Wadman finished the game with a gross punting average of 47.3 yards, a net average of 41.3 yards and an average hang time of 4.67 seconds. Each of his punts stayed in the air for at least 4.62 seconds. The performance capped a preseason that saw him improve as the month progressed. 

"In the beginning, obviously, it was a little inconsistent," Wadman said. "There were definitely some punts I would like back. But as the last few weeks have gone on, I feel like I'm hitting the ball better and I feel like I'm really confident."


When the Broncos took possession with 7:35 left in the third quarter just after the Cardinals' first touchdown, the running game was in the throes of a funk. To that point in the game, Arizona's front seven had dominated, frequently meeting ballcarriers just as they received the handoff, resulting in just 19 yards on 15 attempts.

The Broncos' fortunes immediately reversed. First, Khalfani Muhammad galloped through wide holes for gains of 9 and 12 yards -- giving the Broncos more yardage from those two attempts than their first 15. Then Muhammad exploded past a block from offensive tackle John Leglue and burst down the right sideline for 47 yards.

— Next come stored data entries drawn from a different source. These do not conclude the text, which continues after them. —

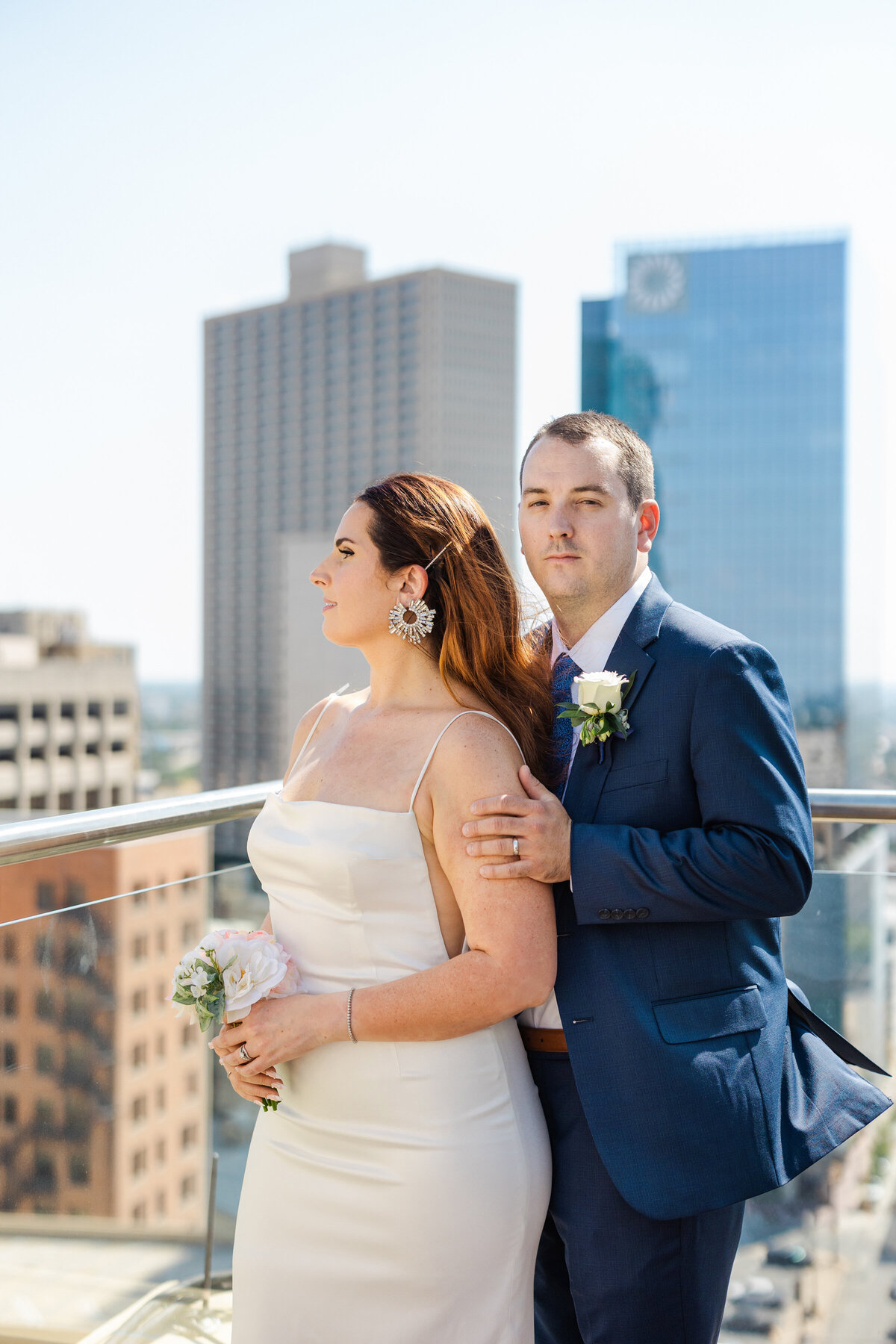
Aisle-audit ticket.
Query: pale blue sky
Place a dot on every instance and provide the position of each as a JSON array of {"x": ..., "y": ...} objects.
[{"x": 159, "y": 161}]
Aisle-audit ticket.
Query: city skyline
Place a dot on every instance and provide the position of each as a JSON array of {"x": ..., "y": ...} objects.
[
  {"x": 307, "y": 399},
  {"x": 155, "y": 187},
  {"x": 735, "y": 362}
]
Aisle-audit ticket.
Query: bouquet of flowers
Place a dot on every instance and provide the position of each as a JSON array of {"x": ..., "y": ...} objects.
[{"x": 228, "y": 972}]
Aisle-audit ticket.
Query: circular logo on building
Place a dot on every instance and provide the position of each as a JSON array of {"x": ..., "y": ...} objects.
[{"x": 657, "y": 282}]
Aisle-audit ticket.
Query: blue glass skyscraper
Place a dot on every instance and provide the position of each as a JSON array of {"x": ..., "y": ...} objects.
[{"x": 731, "y": 363}]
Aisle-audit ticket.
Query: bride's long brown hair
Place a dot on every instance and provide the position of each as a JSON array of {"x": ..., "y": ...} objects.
[{"x": 479, "y": 640}]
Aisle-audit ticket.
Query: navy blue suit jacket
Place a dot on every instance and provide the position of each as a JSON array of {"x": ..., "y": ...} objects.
[{"x": 689, "y": 840}]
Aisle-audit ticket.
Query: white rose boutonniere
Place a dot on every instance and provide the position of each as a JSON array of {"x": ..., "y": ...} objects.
[{"x": 598, "y": 706}]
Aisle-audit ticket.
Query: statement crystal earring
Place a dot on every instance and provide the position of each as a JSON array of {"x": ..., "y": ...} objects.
[{"x": 411, "y": 623}]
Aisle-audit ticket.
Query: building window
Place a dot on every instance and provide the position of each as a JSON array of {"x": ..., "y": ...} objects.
[
  {"x": 45, "y": 1174},
  {"x": 78, "y": 1169},
  {"x": 43, "y": 1117},
  {"x": 75, "y": 893}
]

"I saw some green," Muhammad said. "I saw some grass, so I started running. I had some good angles, and I had to make a cutback."

Seventeen of the yards came after Muhammad eluded Arizona safety Tyler Sigler at the Arizona 22-yard line. Muhammad fumbled at the end of the play, but the ball went out of bounds before crossing the goal line, allowing the Broncos to avoid a touchback and retain possession at the Arizona 2-yard line. Devontae Jackson finished the job with a 2-yard touchdown run on the subsequent play.


River Cracraft handled the first-half work and successfully fielded all three of his punts, taking one for a 15-yard return and calling fair catches on the other two.

But rookie Kelvin McKnight had the most dynamic single return of the duo. With 10:39 left in the fourth quarter, McKnight stepped to the left after fielding Ryan Winslow's punt and eluded Arizona coverage for a 17-yard return before stepping out of bounds at the Denver 35-yard line. Had McKnight managed to stay in-bounds, he could have doubled that total.